Müzeyyen Senar olsa giyer misin?

Giyerim. Satsınlar valla seve seve giyerim.

Yurtdışında konserlere çok gittin, yabancı seyircilerin oluyor muydu?

Çoğunlukla izleyen oradaki Türkler ve onların yabancı dostları. Oranın halkı genelde izlemiyor. Biz müziğimizle dünyaya açılamadık. Çok düşünüyorum bunu. Türk müziğini dünyaya açabilmemiz için saygıdeğer devlet büyüklerinden bu konuya eğilmelerini istirham ediyorum, yardım bekliyorum.

Müzik piyasasında durum nasıl?

Eskiden ayın sadece bir günü boştum. Artık ki diyorlar, yapma gözünü seveyim. Üç dört isim dışında yılbaşı programı belli olan yok.


ÇIPLAKLIK DIŞINDA KURALIM YOK


Müzik konusunda henüz yapamadığın, içinde kalan bir şey var mı?

Güçlü kadrosu olan, maliyetli bir kabarenin, insanları her açıdan doyuran bir müzikalin içinde olmayı istemişimdir hep.

Öyle bir müzikal oldu diyelim, siz assolistlerin bazı kuralları var, öpüşmem, o dansı yapmam gibi...
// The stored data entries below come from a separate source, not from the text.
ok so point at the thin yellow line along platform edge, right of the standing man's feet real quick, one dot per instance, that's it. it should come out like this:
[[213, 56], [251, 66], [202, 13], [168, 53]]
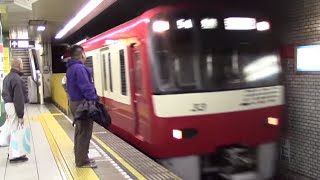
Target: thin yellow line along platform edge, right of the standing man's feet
[[118, 158]]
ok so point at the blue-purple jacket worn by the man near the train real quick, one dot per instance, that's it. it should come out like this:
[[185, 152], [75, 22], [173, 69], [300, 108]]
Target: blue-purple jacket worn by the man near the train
[[79, 82]]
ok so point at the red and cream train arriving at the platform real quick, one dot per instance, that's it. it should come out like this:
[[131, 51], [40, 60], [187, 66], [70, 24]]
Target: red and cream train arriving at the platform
[[184, 85]]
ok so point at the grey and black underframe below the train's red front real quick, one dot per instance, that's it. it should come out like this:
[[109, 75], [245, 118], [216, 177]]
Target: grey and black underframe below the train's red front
[[234, 162]]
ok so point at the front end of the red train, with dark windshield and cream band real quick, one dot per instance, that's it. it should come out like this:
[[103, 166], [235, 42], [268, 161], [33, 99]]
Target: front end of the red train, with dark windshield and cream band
[[217, 95]]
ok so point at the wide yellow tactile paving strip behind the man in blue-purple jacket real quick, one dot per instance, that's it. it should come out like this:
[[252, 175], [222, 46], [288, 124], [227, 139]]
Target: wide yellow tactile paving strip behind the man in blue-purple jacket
[[62, 149]]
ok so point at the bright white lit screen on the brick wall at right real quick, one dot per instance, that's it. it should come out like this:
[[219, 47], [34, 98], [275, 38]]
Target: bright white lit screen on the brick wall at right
[[308, 58]]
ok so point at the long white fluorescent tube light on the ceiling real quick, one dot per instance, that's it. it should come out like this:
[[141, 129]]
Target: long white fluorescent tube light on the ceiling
[[89, 7]]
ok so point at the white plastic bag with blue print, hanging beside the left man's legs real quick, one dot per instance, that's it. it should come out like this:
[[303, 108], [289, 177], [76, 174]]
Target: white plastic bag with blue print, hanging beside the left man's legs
[[20, 142]]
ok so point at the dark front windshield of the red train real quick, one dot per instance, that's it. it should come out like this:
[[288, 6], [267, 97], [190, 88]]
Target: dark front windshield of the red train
[[189, 57]]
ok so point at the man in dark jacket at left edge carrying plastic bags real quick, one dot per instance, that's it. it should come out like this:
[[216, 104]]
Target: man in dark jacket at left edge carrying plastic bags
[[15, 96]]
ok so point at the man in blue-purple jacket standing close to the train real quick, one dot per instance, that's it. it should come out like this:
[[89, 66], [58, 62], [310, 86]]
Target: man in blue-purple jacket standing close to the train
[[80, 87]]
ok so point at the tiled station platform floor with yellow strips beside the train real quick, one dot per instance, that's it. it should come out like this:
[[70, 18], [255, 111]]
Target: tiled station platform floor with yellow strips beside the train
[[52, 155]]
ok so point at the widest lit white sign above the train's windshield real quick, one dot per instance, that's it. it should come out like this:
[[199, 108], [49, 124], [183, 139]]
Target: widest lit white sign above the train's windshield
[[240, 23]]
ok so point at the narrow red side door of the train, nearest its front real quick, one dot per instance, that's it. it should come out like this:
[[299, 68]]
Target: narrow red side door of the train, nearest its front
[[137, 95]]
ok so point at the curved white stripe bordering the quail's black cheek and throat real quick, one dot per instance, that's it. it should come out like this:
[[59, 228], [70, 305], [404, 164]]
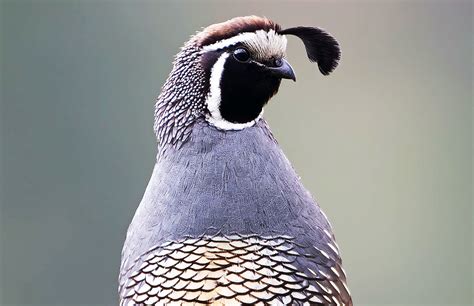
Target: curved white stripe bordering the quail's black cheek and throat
[[213, 99]]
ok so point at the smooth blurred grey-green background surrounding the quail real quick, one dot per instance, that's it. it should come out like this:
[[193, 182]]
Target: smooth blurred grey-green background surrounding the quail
[[384, 143]]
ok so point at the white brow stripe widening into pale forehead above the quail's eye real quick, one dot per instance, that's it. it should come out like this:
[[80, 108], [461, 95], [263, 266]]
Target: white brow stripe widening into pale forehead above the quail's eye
[[260, 42]]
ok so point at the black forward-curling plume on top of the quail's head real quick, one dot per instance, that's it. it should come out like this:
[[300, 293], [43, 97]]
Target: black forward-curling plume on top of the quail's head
[[320, 47]]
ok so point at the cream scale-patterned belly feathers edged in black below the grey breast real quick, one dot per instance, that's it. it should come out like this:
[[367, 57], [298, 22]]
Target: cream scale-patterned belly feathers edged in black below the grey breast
[[234, 269]]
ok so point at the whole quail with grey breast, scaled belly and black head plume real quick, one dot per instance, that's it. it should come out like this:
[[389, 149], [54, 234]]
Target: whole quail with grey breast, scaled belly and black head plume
[[225, 219]]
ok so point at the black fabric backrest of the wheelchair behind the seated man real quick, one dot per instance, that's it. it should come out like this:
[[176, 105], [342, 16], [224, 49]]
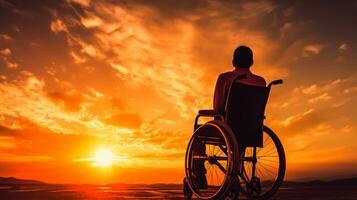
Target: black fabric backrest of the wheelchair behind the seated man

Gerektiğinde her şeyin altından kalkabilene sanatçı denir. Benim sanatçı kavramım bu. Çıplaklık dışında bir kuralım yok.

Yani rol gerektiriyorsa öpüşürsün...

Öpüşmem, hayır.

Hani her şeyin altından kalkıyordu sanatçı?

(Gülüyoruz) Yok canım, niye öpüşeyim? Behzatcığım benim yerime sen o vazifeyi yaparsın, maske takıp.

Sen de öpüşüyormuş gibi yaparsın, ne olacak canım...

Ya onu beceremez adamı gerçekten öpersem? Olmaz o iş. (Gülüyoruz)

Diğer sanatlarla aran nasıl? Opera izler misin?

Opera sevmiyorum. Çığlık çığlığa bir müzik.

Opera çığlık çığlığa bir müzik mi?

Bana öyle geliyor. Tiyatro çok severim, müthiş keyifli ama opera sevmiyorum.

KEŞKE BİR DE KIZIM OLSAYDI


Oğlunla aranız nasıl?

Anne oğuldan ziyade iki arkadaş gibiyiz.

Seni gelip izler mi?

Nadir, sevmez pek. Farklı bir dünyası var. Beni iki ya da üç kez izlemiştir, dört yoktur.

Pişman olduğun bir şey var mı?

Harbi bir şey olsun ama... Keşke bir de kızım olsaydı, öyle boşansaydım.